Efrîn İnsan Hakları Örgütü, Türk devletinin süreç içerisinde “Afrin Meclisi” içindeki Kürtleri bir şekilde tasfiye ederken daha çok Türkmen ve Arapları yerleştirdiğini belirtiyor.

Efrîn’deki AKP görevlisi Selçuk isimli kişinin meclise gelerek, “Tüm Kürtler PKK’lidir. Siz zorunluluktan bizimle birliktesiniz” dediği söyleniyor.

ŞİYE’DE HALKTAN HARAÇ

İşgalci Türk devleti ve çeteleri, Efrîn’in yerlilerini göçe zorlamak için kaçırma, işkence, fidyenin yanı sıra her yöntemi deniyor. Süreç içerisinde işgale rağmen Efrîn’de kalan Kürtlerin önemli bir bölümü de soykırım uygulamaları nedeniyle göç etti. Şiye ilçesinde ise durum biraz daha farklı. Şiye’den çok fazla göç olmadı, işgal sürecinde çıkanların ise bir bölümü geri döndü.

Efrîn İnsan Hakları Örgütü’nden edindiğimiz bilgilere göre Sultan Süleyman Şah çetesi, yılbaşından itibaren ağırlığı Kürtlerden oluşan Şiye nahiyesinde maddi durumu iyi olanların kendilerine her ay 15 bin Suriye lirası, normal olanların ise 10 bin Suriye lirası vermesi gerektiğini belirtti. Yerel kaynaklar, Sultan Süleyman Şah çetesi elemanlarının, bazı yerlerde kira olarak bazı yerlerde ise “PKK burdayken O’na yardım ediyordunuz. Şimdi de buraların savunmasını biz yapıyoruz, bize yardım edeceksiniz” dediğini aktardı.
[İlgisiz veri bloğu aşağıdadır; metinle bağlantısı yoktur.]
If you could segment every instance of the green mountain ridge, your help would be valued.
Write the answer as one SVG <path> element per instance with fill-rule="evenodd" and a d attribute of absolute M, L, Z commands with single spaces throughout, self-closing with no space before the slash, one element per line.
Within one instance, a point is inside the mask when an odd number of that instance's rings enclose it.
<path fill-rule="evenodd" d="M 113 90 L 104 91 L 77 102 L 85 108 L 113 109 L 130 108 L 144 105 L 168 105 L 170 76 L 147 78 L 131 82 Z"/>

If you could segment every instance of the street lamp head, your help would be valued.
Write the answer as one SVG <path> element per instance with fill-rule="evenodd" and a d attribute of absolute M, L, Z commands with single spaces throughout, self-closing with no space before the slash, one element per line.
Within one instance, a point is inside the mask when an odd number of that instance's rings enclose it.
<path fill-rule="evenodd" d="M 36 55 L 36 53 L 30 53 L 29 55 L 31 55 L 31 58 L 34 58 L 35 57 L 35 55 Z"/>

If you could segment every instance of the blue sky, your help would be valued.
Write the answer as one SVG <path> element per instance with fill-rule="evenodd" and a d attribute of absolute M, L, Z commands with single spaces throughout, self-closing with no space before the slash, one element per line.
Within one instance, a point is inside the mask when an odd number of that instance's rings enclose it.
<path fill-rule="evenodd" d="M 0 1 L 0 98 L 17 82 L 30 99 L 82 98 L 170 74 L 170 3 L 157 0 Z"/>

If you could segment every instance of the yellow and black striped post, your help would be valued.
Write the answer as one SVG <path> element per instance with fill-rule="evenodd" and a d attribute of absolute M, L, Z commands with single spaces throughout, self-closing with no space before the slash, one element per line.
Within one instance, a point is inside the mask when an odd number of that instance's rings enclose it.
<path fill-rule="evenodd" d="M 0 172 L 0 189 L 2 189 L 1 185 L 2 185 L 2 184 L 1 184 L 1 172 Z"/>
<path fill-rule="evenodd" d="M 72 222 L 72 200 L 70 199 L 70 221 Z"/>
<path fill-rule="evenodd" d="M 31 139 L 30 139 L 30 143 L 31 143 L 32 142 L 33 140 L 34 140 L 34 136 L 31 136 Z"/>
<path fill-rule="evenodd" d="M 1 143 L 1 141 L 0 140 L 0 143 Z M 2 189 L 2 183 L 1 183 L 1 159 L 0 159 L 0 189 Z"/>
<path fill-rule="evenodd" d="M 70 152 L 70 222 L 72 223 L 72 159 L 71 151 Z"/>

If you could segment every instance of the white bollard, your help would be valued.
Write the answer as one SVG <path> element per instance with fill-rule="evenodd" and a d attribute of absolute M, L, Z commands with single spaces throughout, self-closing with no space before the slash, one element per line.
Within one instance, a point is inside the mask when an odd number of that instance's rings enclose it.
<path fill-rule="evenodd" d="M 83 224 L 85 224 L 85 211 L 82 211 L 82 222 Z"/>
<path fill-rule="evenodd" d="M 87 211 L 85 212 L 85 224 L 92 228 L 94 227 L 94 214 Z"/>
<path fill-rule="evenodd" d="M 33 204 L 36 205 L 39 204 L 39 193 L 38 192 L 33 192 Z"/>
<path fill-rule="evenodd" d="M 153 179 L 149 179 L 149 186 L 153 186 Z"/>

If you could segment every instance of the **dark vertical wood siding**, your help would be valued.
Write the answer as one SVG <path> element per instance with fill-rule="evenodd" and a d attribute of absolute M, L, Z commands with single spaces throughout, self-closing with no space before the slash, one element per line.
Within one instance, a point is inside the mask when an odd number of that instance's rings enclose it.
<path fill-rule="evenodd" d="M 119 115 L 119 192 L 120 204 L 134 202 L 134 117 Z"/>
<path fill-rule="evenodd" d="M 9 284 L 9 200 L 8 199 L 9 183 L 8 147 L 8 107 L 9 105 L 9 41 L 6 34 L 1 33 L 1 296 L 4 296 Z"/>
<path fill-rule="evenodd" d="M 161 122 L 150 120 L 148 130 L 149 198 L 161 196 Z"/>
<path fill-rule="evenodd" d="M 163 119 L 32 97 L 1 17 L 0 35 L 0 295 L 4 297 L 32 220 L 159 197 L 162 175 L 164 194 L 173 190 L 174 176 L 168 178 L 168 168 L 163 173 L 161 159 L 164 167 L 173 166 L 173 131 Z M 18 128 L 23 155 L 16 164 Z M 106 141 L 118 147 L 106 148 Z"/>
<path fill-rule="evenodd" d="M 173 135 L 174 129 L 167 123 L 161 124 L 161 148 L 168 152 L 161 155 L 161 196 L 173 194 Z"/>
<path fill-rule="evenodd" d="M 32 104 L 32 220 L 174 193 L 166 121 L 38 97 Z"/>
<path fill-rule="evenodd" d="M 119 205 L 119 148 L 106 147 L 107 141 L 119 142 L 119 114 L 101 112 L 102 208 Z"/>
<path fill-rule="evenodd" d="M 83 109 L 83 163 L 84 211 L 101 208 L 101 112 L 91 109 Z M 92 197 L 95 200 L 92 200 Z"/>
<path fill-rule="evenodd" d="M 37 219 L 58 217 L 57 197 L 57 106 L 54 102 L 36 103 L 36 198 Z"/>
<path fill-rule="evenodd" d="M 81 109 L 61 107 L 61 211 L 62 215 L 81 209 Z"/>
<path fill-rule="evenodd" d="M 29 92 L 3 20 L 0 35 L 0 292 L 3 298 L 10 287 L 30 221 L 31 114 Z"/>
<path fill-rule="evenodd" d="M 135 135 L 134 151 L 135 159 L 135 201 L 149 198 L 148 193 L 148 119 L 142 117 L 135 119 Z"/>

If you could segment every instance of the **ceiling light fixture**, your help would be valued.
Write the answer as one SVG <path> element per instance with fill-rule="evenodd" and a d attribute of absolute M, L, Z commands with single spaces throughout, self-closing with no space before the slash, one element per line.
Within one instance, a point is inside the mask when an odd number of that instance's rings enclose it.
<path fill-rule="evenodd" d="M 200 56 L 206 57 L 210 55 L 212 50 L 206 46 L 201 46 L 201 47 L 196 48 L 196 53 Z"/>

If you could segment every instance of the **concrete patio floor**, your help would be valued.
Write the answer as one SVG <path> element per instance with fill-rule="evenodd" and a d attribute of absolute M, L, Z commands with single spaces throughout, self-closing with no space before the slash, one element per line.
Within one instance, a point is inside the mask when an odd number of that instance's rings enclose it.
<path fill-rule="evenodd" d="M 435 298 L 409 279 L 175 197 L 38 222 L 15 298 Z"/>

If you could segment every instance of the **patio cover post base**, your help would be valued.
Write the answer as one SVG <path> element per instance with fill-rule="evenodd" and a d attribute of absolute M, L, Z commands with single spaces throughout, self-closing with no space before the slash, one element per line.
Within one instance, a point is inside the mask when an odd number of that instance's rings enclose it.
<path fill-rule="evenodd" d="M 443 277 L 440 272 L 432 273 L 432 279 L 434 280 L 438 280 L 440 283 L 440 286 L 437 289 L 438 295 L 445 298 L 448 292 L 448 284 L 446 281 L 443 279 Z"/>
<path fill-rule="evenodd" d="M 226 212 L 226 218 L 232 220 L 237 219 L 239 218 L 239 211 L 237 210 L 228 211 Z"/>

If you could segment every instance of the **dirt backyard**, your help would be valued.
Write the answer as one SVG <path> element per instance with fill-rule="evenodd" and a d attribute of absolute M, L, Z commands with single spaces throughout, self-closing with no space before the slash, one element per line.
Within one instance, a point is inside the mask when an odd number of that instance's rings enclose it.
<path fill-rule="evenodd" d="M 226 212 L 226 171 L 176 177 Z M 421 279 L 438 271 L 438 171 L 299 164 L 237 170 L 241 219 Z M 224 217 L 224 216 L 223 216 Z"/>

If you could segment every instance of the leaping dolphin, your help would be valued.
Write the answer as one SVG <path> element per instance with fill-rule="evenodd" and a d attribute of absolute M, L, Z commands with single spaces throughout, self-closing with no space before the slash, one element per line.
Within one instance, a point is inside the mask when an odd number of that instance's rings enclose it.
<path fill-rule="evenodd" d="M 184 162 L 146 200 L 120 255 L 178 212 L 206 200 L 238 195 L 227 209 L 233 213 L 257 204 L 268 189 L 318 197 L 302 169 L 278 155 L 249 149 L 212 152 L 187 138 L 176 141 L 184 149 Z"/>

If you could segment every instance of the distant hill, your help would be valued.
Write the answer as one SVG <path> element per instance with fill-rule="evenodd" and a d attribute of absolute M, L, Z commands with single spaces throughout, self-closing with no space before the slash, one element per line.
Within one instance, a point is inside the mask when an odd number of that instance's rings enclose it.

Efrîn İnsan Hakları Örgütü Başkanı İbrahim Şêxo bu uygulamanın Şiye’deki Kürtleri göçe zorlamak nedeniyle yapıldığını belirtiyor. İşgalci Türk devleti tüm sınır hattında olduğu gibi Şiye’ye de kendisine bağlı Türkmen aileleri yerleştirdiğini söylüyor.